Beberapa hari ini media dan ruang publik kembali dipenuhi diskursus terkait rencana review Permen KP no 56 tahun 2016, khususnya terkait substansi tata kelola benih lobster. Saat KKP dinakhodai menteri Susi, pengeluaran dan perdagangan benih lobster adalah haram.
Alasannya jelas. Menteri (saat itu) Susi menilai penangkapan benih lobster akan mengganggu siklus hidup lobster dan mengancam keseimbangan stok. Ia juga menilai harga jual lobster konsumsi justru jauh lebih tinggi dan nelayan akan diuntungkan.
Kebijakan Susi sontak mendapat pertentangan di kalangan masyarakat nelayan penangkap benih, khususnya di Pulau Lombok. Ribuan nelayan kehilangan pendapatan dan aktivitas budidaya tutup. Masalah ini terus bergulir, karena faktanya perdagangan ilegal benih lobster ke luar wilayah NKRI masih marak terjadi.
Susi memang telah meletakan prinsip kehati-hatian (pre-cauntionary principle) dalam pengelolaan sumber daya lobster, di mana di satu sisi penting sebagai salah satu pilar fisheries sustainability. Sayangnya tidak didukung fakta, data yang berbasis kajian ilmiah (evidence based) yang komprehensif.
Penulis mencoba mengurai masalah berdasarkan evidence based yang dilakukan para pakar. Tentu ini telah melalui rangkaian studi panjang dan komprehensif.
Pertama, hasil studi Jones (2015) yang menyimpulkan bahwa tingkat kelulushidupan benih lobster hingga dewasa di alam hanya 0,01% (1 ekor hidup dari 10.000 ekor) akibat faktor alami dan pola arus. Kejadian ini disebut "sink population".

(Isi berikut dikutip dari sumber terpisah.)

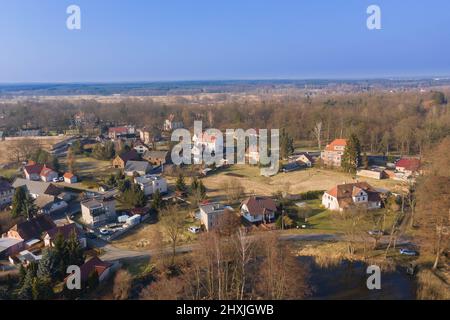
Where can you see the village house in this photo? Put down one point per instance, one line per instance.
(332, 155)
(375, 173)
(121, 161)
(348, 195)
(408, 166)
(157, 158)
(303, 157)
(119, 132)
(258, 209)
(33, 229)
(150, 183)
(210, 214)
(66, 231)
(170, 124)
(98, 211)
(70, 178)
(48, 196)
(6, 193)
(140, 168)
(36, 172)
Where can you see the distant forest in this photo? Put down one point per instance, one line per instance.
(405, 122)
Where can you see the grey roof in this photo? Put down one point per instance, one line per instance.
(37, 187)
(212, 207)
(137, 166)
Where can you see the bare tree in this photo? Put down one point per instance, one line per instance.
(317, 131)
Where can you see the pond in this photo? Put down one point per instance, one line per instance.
(347, 280)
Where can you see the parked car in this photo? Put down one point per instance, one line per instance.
(408, 252)
(194, 230)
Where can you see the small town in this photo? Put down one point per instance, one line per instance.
(227, 158)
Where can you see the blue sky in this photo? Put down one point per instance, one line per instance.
(158, 40)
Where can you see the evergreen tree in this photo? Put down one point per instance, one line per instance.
(47, 265)
(93, 280)
(351, 158)
(41, 288)
(365, 161)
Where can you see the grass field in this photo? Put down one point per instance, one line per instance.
(293, 182)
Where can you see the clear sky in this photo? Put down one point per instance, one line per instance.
(151, 40)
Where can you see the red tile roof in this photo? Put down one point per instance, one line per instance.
(336, 143)
(260, 205)
(66, 231)
(410, 164)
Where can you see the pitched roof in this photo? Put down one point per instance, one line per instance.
(95, 264)
(139, 166)
(37, 187)
(69, 175)
(411, 164)
(344, 193)
(5, 185)
(34, 228)
(336, 143)
(130, 155)
(65, 230)
(260, 205)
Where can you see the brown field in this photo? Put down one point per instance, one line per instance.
(293, 182)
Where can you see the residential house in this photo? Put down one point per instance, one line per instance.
(332, 155)
(33, 229)
(408, 166)
(304, 157)
(345, 196)
(6, 193)
(210, 214)
(149, 135)
(293, 166)
(140, 148)
(70, 178)
(98, 211)
(36, 172)
(157, 158)
(66, 231)
(102, 268)
(118, 132)
(150, 183)
(121, 161)
(170, 124)
(257, 209)
(133, 168)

Kedua, hasil studi Dao, et al (2015) yang menunjukkan bahwa kelimpahan benih lobster yang luar biasa tinggi di beberapa hot spot tidak berhubungan langsung dengan populasi lobster dewasa;
Ketiga, hasil studi Priyambodo (2018) yang mengestimasi selama tahun 2016 jumlah benih lobster yang tertangkap mencapai 100 juta ekor. Ia juga mempredikasi jumlah kelimpahan stok bisa mencapai hingga milyaran benih.
Jika melihat ketiga simpulan hasil riset di atas, maka penulis berpandangan memang perlu ada review terhadap pemberlakuan Permen KP no 56 tahun 2016. Tentu tujuannya guna mendorong pemanfaatan potensi nilai ekonomi sumber daya lobster, dan tata kelola lobster secara bertanggung jawab dan berkelanjutan.

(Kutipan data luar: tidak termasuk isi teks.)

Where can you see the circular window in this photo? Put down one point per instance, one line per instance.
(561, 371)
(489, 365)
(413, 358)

Pertanyaannya, apakah perlu ekspor benih dilegalkan kembali?
Menteri Edhy Prabowo dan jajarannya saat ini memang tengah menggodok rencana review peraturan tersebut dan belum ada keputusan final mengenai perlu atau tidaknya ekspor benih. Tentu kita berharap berbagai pertimbangan dan masukan harus jadi acuan.

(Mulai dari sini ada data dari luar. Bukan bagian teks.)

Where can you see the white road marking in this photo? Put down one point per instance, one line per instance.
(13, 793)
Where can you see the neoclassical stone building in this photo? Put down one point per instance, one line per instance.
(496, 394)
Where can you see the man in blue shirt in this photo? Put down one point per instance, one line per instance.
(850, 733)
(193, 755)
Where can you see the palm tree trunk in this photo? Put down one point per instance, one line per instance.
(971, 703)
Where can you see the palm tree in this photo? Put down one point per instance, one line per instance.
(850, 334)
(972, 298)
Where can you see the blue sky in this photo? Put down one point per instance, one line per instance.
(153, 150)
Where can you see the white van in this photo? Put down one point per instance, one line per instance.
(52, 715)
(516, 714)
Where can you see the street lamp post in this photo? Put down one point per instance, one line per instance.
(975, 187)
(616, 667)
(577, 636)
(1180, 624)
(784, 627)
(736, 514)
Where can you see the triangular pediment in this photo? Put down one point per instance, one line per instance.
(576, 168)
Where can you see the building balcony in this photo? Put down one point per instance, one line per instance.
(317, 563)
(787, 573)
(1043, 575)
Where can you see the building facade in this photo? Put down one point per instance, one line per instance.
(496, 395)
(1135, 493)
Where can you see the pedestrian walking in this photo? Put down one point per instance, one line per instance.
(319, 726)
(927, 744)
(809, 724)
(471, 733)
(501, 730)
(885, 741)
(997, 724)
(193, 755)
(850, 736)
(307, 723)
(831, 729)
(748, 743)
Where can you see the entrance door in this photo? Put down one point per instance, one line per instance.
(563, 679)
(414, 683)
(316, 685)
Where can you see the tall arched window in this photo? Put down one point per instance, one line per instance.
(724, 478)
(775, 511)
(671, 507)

Pertimbangan sosial ekonomi tidak boleh mengorbankan aspek kelestarian SDA dan lingkungan, pun begitu sebaliknya. Prinsip-prinsip sustainable development seperti  kehati-hatian, kepentingan intra dan antargenerasi, serta kelestarian biodiversity tidak boleh dikesampingkan.
Ekspor benih memang sangat menjanjikan, itulah kenapa black market yang melibatkan mafia-mafia kakap banyak bermain pada bisnis ini, meski aturan diberlakukan.
Tapi, pernyataan dari pejabat publik yang hangat di media bahwa ekspor benih harus dilakukan untuk menghindari praktik ilegal, bagi saya adalah logika terbalik dan keliru. Bagaimana ini jika jadi preseden bagi kasus-kasus barang ilegal lainnya?
Yang jelas, pandangan saya dari hasil telaahan menyarankan agar pemerintah tidak membuka ekspor benih lobster dan perdagangan benih lobster hanya bisa dilakukan untuk kepentingan pengembangan industri budidaya lobster nasional.
Jika, ekspor benih dibuka, meski dengan pengaturan kuota, saya meyakini industri budidaya nasional tidak akan bisa berkembang dan ini kontraproduktif dengan visi Presiden untuk mengembangkan industri akuakultur nasional.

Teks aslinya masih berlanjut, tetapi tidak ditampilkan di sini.